It was just a little tweet, with hardly any information about the function or purpose of the resource mentioned. But the cute name drove a lot of people to take a look at GeneFriends from our blog recently, so I figured it was worth highlighting this tool as our Video Tip of the Week.
So here’s the original tweet, hat tip to Jack Scanlan:
“GeneFriends”?! So cute. http://t.co/d4JU6onGY5
— Jack Scanlan (@JackLScanlan) November 1, 2014
I admit, I looked too. I had imagined something like a personal genomics matching site, but that’s not what it is. GeneFriends is a tool that uses gene co-expression data to try to identify which genes are “friends” with other genes in networks. These can be known genes, or they can be uncharacterized genes. The current implementation is for human data.
Not a new tool, the original implementation of GeneFriends with microarray-based data sets came out some time ago. There are 3000 data sets in that part of the previous tool. But their new paper describes a different version, now done with RNA-seq data. The paper says there are over 4000 RNA-seq samples from 240 studies, via the SRA database. In the new paper they describe the criteria for selection and their strategy for calling co-expression. They state that their goal is to help unearth leads on annotation for uncharacterized genes, and this also includes non-coding RNA sequences.

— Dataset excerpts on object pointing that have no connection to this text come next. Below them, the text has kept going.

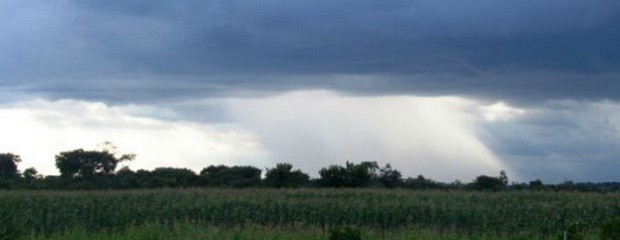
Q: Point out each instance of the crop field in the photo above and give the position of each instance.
(284, 214)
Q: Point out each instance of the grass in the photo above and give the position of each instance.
(287, 214)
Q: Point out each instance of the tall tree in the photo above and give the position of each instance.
(235, 176)
(87, 164)
(8, 165)
(283, 176)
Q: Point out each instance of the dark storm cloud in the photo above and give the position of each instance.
(143, 50)
(565, 140)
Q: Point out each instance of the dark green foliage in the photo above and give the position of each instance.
(353, 175)
(345, 233)
(282, 176)
(87, 164)
(488, 183)
(8, 169)
(31, 174)
(236, 176)
(422, 183)
(172, 177)
(536, 185)
(611, 229)
(8, 166)
(533, 215)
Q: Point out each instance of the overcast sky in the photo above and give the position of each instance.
(447, 89)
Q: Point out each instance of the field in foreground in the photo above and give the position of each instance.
(288, 214)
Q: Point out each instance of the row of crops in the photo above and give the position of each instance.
(507, 213)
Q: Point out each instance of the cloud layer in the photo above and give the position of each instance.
(521, 51)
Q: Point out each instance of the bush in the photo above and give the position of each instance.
(611, 229)
(345, 233)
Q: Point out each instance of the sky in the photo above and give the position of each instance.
(446, 89)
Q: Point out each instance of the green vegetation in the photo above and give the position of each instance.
(276, 212)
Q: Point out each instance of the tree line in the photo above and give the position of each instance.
(97, 169)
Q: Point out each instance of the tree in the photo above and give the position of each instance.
(31, 174)
(488, 183)
(8, 169)
(8, 165)
(236, 176)
(172, 177)
(353, 175)
(87, 164)
(536, 185)
(390, 178)
(282, 176)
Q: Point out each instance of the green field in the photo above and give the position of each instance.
(302, 214)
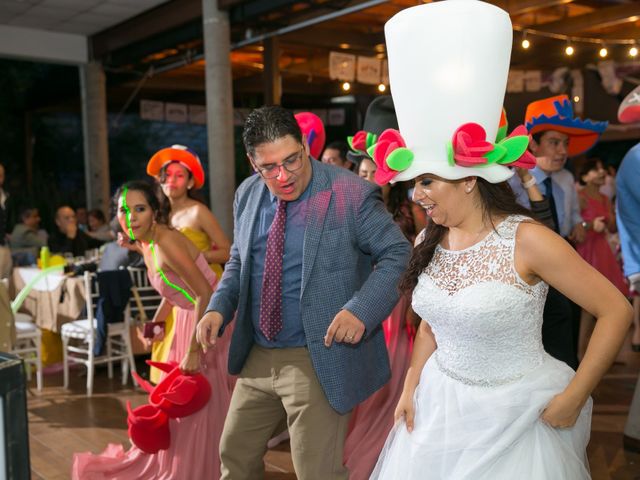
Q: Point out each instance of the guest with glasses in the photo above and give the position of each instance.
(307, 344)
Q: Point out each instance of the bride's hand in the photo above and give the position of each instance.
(405, 409)
(562, 411)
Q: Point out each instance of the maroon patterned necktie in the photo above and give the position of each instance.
(271, 295)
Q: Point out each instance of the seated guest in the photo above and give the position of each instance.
(68, 238)
(98, 226)
(25, 235)
(336, 154)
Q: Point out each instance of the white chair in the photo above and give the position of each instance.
(22, 337)
(79, 336)
(28, 345)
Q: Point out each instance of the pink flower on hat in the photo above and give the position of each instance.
(391, 156)
(469, 148)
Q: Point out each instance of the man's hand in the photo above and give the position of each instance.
(208, 328)
(345, 328)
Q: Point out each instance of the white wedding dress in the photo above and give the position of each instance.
(481, 393)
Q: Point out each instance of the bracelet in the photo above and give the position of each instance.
(529, 183)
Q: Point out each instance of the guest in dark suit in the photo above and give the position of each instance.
(307, 344)
(68, 238)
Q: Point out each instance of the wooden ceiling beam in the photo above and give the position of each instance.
(528, 6)
(603, 17)
(331, 39)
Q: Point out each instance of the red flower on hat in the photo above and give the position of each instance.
(470, 145)
(391, 156)
(362, 141)
(469, 148)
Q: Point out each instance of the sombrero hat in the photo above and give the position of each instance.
(181, 154)
(556, 113)
(629, 111)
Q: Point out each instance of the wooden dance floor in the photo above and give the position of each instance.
(63, 422)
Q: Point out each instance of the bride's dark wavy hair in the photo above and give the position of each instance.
(497, 200)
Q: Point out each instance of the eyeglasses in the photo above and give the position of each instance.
(290, 165)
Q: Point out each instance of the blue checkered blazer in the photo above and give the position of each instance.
(347, 227)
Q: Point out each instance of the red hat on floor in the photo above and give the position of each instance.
(148, 428)
(178, 395)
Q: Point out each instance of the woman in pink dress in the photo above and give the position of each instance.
(179, 271)
(599, 219)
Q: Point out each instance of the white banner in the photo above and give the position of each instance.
(198, 114)
(369, 70)
(532, 80)
(342, 66)
(176, 112)
(151, 110)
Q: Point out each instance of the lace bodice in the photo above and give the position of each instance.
(486, 320)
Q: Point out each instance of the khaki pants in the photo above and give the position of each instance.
(276, 384)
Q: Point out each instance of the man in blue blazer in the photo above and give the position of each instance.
(307, 344)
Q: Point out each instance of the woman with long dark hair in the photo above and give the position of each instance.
(482, 399)
(180, 272)
(180, 175)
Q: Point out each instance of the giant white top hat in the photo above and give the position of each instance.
(448, 68)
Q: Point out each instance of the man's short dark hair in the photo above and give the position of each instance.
(25, 212)
(268, 124)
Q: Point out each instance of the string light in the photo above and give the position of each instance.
(569, 50)
(570, 47)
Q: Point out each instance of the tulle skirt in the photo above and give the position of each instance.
(487, 433)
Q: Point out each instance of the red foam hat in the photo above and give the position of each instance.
(312, 128)
(148, 428)
(181, 154)
(178, 395)
(629, 111)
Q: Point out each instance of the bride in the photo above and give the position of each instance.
(481, 398)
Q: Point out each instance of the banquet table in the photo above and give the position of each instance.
(53, 301)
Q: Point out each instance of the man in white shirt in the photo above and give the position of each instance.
(556, 136)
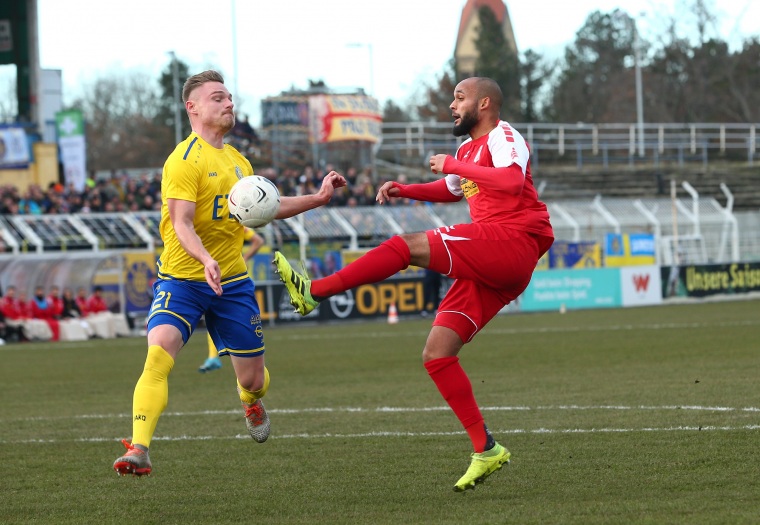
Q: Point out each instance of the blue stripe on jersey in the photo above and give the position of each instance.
(192, 143)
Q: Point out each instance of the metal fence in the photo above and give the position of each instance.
(581, 143)
(698, 230)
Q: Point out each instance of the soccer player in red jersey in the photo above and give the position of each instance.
(490, 259)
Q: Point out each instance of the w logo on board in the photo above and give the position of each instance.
(641, 282)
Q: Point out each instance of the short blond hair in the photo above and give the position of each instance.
(198, 80)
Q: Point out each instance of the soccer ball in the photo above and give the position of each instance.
(254, 201)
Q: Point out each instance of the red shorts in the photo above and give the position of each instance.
(491, 264)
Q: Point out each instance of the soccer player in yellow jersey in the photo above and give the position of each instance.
(202, 271)
(213, 362)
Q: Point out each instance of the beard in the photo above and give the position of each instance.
(466, 123)
(227, 122)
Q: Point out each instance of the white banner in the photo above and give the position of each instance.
(71, 142)
(14, 148)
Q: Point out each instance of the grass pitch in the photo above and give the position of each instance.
(646, 415)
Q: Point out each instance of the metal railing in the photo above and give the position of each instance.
(589, 143)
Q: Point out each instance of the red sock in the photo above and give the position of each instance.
(456, 389)
(376, 265)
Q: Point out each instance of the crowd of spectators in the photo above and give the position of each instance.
(122, 192)
(56, 316)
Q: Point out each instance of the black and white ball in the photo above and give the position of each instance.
(254, 201)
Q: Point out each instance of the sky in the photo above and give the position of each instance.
(389, 48)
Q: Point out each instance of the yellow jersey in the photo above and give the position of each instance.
(200, 173)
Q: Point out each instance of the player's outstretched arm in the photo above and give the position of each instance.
(290, 206)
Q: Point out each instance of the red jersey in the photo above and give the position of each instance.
(82, 304)
(10, 308)
(41, 309)
(493, 173)
(56, 305)
(96, 305)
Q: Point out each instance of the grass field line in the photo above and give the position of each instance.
(402, 410)
(293, 336)
(359, 435)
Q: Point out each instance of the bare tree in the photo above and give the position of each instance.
(120, 114)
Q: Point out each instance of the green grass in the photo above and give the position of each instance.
(646, 415)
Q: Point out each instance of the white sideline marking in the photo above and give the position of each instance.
(329, 435)
(293, 336)
(401, 410)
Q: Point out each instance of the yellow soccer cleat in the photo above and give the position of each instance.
(481, 466)
(298, 286)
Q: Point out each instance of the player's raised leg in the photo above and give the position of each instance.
(376, 265)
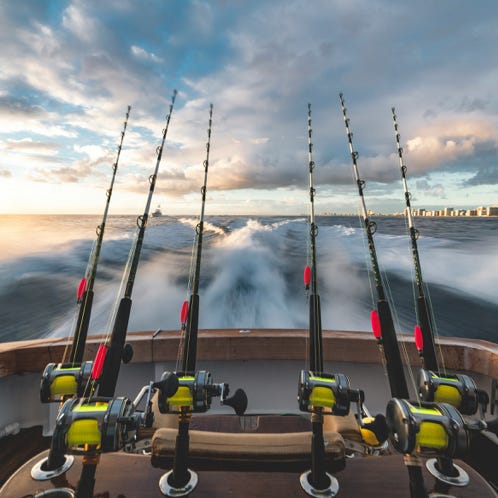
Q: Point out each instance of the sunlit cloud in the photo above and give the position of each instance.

GeneFriends employs a RNAseq based gene co-expression network for candidate gene prioritization, based on a seed list of genes, and for functional annotation of unknown genes in humans.
There is a short video with their foundation and philosophy about the GeneFriends tool:
Another video goes a bit further and illustrates an example of the functionality. On the site you can try this yourself with the handy “show example” buttons they have. In addition to what you’ll find at their site, they also demonstrate that you can bring your results over to the BioLayout tool to work with them further. They also note that you can upload the results into Cytoscape.
It’s pretty straightforward to use the basic features of GeneFriends, but there is additional detail on the underpinnings from their “about” page. The papers below also cover the foundations and their new directions. You should also be aware of the limitation of the RNA-seq data that they discuss in the new paper. But check it out to see if you can discover some new relationships among transcripts of interest with GeneFriends.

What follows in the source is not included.